You’ve learned about peak oil, about catastrophic climate change, and about overpopulation. You get it, you understand that it’s a triple threat that’s going to change our lives in fundamental ways. You’ve even begun the ticklish and tedious task of changing the minds of those around you. So do you quit your job? Do you withdraw from society?

No, you live in community. So you listen politely as your friends talk about the vacation trips they’re taking, the new cars and trucks they’re buying, the plans they have to move to a bigger house. You crank up the weed eater, the lawn mower, and the leaf blower, and you do what you have to do. But you do it all with a different set of eyes and ears.

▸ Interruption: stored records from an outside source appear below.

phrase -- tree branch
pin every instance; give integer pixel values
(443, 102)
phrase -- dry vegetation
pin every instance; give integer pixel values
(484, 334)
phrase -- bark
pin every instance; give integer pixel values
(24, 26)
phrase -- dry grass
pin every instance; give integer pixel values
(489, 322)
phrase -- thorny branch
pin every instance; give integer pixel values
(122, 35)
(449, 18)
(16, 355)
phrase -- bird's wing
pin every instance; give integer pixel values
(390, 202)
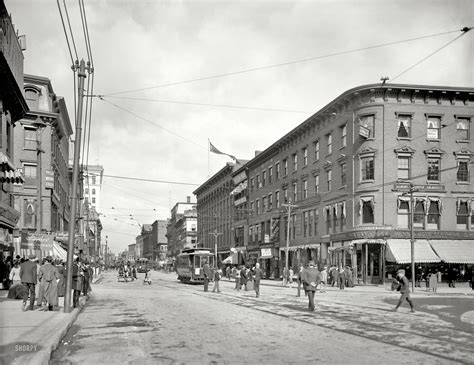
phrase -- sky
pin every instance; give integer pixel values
(174, 75)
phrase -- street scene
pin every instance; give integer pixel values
(236, 182)
(169, 322)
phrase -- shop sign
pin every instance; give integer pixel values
(265, 252)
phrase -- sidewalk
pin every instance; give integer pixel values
(30, 337)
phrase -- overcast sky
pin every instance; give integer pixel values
(150, 44)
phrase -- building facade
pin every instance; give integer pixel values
(13, 107)
(340, 187)
(215, 211)
(181, 231)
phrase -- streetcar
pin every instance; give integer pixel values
(190, 262)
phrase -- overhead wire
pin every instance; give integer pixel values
(283, 63)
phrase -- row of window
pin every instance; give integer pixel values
(433, 131)
(427, 215)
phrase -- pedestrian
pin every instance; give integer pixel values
(312, 278)
(404, 288)
(291, 273)
(49, 277)
(29, 279)
(300, 280)
(243, 277)
(324, 279)
(77, 281)
(15, 274)
(206, 270)
(341, 277)
(217, 278)
(285, 276)
(237, 278)
(257, 276)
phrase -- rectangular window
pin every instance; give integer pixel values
(30, 139)
(367, 166)
(462, 128)
(462, 173)
(329, 143)
(433, 127)
(434, 169)
(30, 174)
(403, 168)
(403, 213)
(316, 151)
(434, 214)
(462, 216)
(367, 124)
(329, 181)
(367, 212)
(404, 126)
(344, 136)
(343, 174)
(419, 214)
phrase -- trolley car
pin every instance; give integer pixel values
(190, 262)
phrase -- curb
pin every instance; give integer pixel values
(54, 336)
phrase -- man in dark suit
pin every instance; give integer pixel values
(311, 278)
(404, 287)
(28, 276)
(207, 275)
(257, 275)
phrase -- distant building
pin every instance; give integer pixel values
(181, 231)
(13, 107)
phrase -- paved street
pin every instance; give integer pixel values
(169, 322)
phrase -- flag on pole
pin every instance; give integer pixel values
(215, 150)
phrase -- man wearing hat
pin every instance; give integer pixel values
(311, 278)
(404, 290)
(48, 277)
(28, 279)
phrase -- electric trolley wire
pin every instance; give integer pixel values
(152, 123)
(284, 63)
(464, 31)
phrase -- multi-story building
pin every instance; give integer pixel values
(181, 231)
(215, 211)
(344, 177)
(93, 175)
(13, 107)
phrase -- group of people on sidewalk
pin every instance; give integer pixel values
(45, 282)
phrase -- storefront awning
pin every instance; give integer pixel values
(399, 251)
(454, 251)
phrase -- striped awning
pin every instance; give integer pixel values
(5, 163)
(454, 251)
(12, 176)
(399, 251)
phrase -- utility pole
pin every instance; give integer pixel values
(75, 181)
(39, 175)
(412, 237)
(215, 234)
(288, 206)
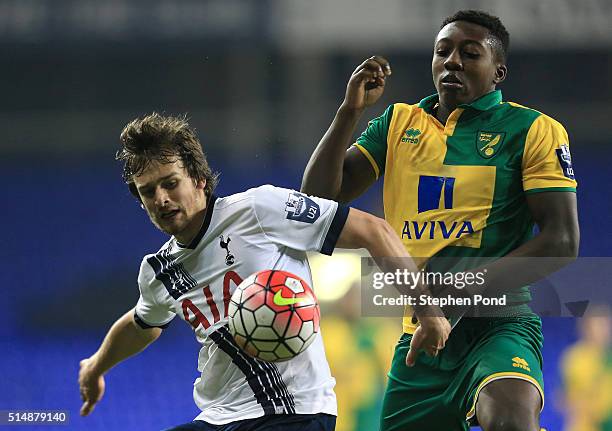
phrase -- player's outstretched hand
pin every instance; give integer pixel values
(367, 83)
(91, 386)
(430, 336)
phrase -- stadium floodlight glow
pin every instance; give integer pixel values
(334, 275)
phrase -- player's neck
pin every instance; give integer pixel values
(442, 112)
(187, 235)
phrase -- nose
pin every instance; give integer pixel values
(453, 61)
(161, 198)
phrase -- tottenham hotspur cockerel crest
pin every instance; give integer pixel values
(229, 257)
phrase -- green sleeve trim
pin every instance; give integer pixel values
(374, 138)
(551, 189)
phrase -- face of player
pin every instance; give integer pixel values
(174, 201)
(464, 65)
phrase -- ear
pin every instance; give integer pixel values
(501, 71)
(201, 184)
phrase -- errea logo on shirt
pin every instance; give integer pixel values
(520, 363)
(411, 136)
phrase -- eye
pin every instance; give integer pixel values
(146, 193)
(170, 184)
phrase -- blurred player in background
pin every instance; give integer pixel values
(466, 176)
(586, 369)
(216, 242)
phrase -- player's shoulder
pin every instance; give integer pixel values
(147, 272)
(531, 116)
(252, 195)
(403, 108)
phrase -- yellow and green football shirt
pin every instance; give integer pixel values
(458, 190)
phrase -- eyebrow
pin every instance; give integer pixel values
(466, 42)
(147, 185)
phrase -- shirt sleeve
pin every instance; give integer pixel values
(373, 141)
(298, 221)
(547, 162)
(148, 313)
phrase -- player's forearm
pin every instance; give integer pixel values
(123, 340)
(546, 253)
(323, 175)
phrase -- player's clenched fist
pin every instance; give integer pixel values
(430, 336)
(367, 83)
(91, 386)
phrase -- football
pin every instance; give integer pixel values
(273, 315)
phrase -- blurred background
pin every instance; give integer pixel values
(261, 81)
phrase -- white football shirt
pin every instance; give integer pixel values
(263, 228)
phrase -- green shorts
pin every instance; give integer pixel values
(440, 393)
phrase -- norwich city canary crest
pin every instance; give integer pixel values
(489, 143)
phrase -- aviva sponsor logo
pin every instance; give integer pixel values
(411, 135)
(436, 193)
(520, 363)
(435, 229)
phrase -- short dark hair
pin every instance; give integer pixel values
(490, 22)
(163, 139)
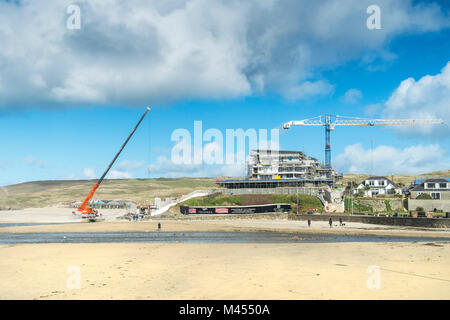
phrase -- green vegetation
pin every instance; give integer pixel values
(420, 209)
(48, 193)
(305, 201)
(357, 207)
(388, 205)
(424, 196)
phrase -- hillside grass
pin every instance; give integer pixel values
(63, 192)
(305, 201)
(48, 193)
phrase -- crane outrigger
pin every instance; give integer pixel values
(88, 212)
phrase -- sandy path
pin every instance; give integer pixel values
(51, 215)
(226, 271)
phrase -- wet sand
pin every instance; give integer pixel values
(407, 270)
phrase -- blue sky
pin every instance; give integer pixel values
(64, 118)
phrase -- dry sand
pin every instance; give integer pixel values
(226, 271)
(220, 271)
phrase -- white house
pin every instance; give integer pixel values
(377, 185)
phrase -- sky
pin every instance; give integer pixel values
(71, 90)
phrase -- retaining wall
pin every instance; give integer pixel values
(429, 205)
(392, 221)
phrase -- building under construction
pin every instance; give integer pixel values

You read or hear about the wild fires in California, or the drought in the Southeast U.S., or a new strain of staph infection having its way with hospital patients and even high school athletes, and you listen for the news reporter to look behind the headline and connect the dots, to say, “and this may be happening because we keep burning fossil fuels that are heating up the earth to historically high levels,” or “and this could be happening because we pump all the beef, poultry, and pork we eat with antibiotics so we can raise them shoulder to shoulder on food they were never meant to eat.” But it never comes.

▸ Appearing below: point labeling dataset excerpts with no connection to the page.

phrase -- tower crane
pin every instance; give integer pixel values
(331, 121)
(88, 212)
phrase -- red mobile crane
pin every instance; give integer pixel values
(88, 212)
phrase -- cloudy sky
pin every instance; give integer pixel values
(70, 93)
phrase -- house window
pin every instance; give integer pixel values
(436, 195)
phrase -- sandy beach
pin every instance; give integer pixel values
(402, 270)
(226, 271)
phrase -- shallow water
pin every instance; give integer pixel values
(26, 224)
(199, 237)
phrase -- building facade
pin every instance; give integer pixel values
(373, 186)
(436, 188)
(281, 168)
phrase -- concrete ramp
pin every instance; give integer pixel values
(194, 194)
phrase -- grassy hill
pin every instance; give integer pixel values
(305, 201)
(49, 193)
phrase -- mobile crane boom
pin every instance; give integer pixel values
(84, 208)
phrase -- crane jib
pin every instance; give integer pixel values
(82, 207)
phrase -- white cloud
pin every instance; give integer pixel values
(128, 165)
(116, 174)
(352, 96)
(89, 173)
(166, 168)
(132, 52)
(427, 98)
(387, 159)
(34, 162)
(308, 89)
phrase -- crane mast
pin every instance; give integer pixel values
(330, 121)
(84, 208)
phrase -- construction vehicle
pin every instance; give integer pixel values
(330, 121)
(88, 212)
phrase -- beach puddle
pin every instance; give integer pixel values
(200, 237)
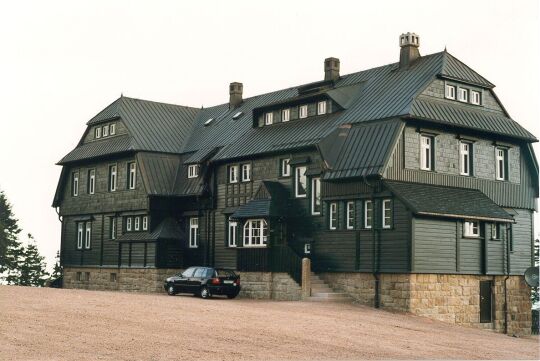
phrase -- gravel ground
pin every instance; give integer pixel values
(51, 324)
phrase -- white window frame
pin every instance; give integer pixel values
(145, 223)
(298, 177)
(321, 107)
(450, 92)
(368, 214)
(426, 152)
(350, 214)
(386, 213)
(302, 111)
(193, 171)
(285, 167)
(113, 173)
(88, 235)
(246, 172)
(268, 118)
(476, 98)
(316, 196)
(255, 233)
(193, 232)
(80, 234)
(471, 229)
(132, 176)
(286, 115)
(465, 158)
(500, 164)
(91, 181)
(233, 174)
(232, 233)
(463, 95)
(332, 216)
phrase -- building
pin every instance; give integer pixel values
(408, 185)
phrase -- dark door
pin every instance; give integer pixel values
(485, 301)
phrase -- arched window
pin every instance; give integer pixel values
(255, 233)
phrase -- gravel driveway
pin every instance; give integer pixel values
(49, 324)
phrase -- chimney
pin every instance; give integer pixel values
(409, 44)
(235, 94)
(331, 69)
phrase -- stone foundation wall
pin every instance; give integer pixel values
(448, 298)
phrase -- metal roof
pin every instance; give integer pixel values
(438, 201)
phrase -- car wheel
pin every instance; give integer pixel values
(204, 293)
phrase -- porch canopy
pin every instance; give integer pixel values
(441, 201)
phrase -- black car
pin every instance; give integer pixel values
(204, 282)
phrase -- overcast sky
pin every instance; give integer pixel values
(61, 62)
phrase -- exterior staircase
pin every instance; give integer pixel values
(321, 292)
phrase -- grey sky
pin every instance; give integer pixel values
(61, 62)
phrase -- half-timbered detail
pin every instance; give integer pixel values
(408, 186)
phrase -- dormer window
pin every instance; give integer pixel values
(463, 95)
(269, 118)
(302, 112)
(193, 171)
(321, 108)
(285, 115)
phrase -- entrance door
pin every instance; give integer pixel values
(485, 301)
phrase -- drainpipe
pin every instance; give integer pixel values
(375, 245)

If you’re like us, you’re learning the subtle and disquieting skill of living in two worlds. We both have full-time jobs. Lee is a lawyer helping people survive divorce; Amanda is a communications consultant. We¬†have an active social and church life, and many of our friends are unaware of or only marginally aware of our post-petroleum work. Yet Amanda spends much of her spare time, and Lee spends virtually all his spare time, planning for a future dramatically different from what the culture expects.

Living in two worlds keeps forcing you toward the future. It’s remarkable how much more time we spend than our friends do thinking about our lives and the lives of those we love in the next 10-20 years. Sometimes it seems to us that many of our friends and colleagues are incapable of imagining a future any different from the present. And that’s human, isn’t it? Chris Skrebowski, editor of the UK Petroleum Review, says “As a species we’re not very good at predicting the future and even worse at acting on it.”

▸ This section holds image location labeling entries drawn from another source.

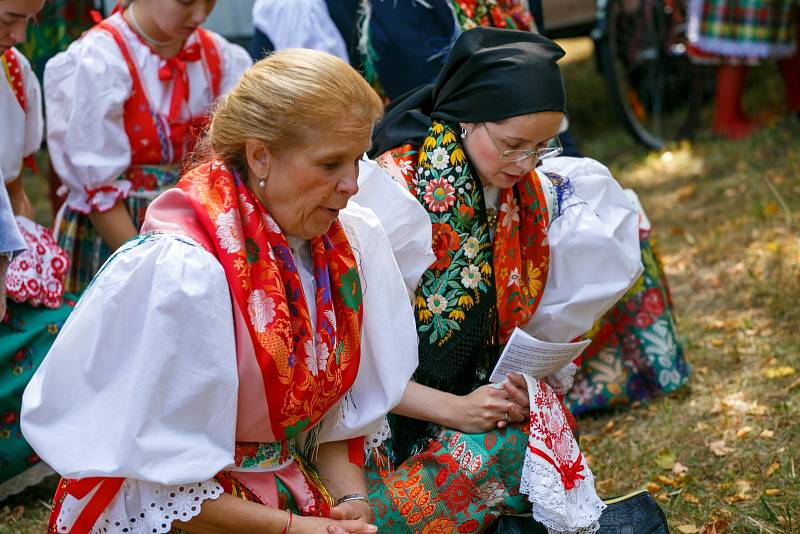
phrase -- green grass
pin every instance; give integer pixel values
(725, 217)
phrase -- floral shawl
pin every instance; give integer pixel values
(478, 289)
(306, 368)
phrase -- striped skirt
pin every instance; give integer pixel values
(84, 246)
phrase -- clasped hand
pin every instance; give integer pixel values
(490, 406)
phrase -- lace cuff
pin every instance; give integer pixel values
(377, 438)
(100, 199)
(143, 507)
(36, 276)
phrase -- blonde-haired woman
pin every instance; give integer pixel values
(224, 368)
(124, 106)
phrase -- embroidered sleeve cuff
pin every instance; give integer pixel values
(98, 199)
(144, 507)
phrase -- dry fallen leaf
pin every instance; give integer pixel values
(652, 487)
(665, 460)
(778, 372)
(717, 526)
(686, 192)
(770, 209)
(690, 498)
(743, 488)
(736, 403)
(679, 469)
(719, 448)
(771, 469)
(666, 481)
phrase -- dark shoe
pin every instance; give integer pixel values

Here’s our brief tour guide for living in two worlds:

  • Know that it’s okay and that it feels really weird. Don’t let that deter you.
  • Seek out the company of a small group of like-minded friends who are comfortable talking about the Triple Threat and the changes that are coming. If you don’t you’ll drive yourself, or your loved ones, or both, crazy.
  • Pick your fights carefully. You come in contact every day with some people who simply aren’t ready. Why frustrate yourself and mystify them by trying to explain a concept they won’t understand. And then there are others who are not knowledgeable but who are ready to hear your message. Those are the ones on whom you spend your time.
  • Expect peoples’ eyes to glaze over when you bring this up. As you know from the page on changing minds, that’s their job when they first hear about all of this.
  • Go ahead and indulge in a few of those treats you know will be unavailable soon. Our favorite is out-of-season grapes. Just do it with a delicious tingle of gratitude and remind yourself how special, how fleeting it is.
  • Give yourself a break every now and then. The more you think about the Triple Threat, the uglier it gets. Get away from it every now and then.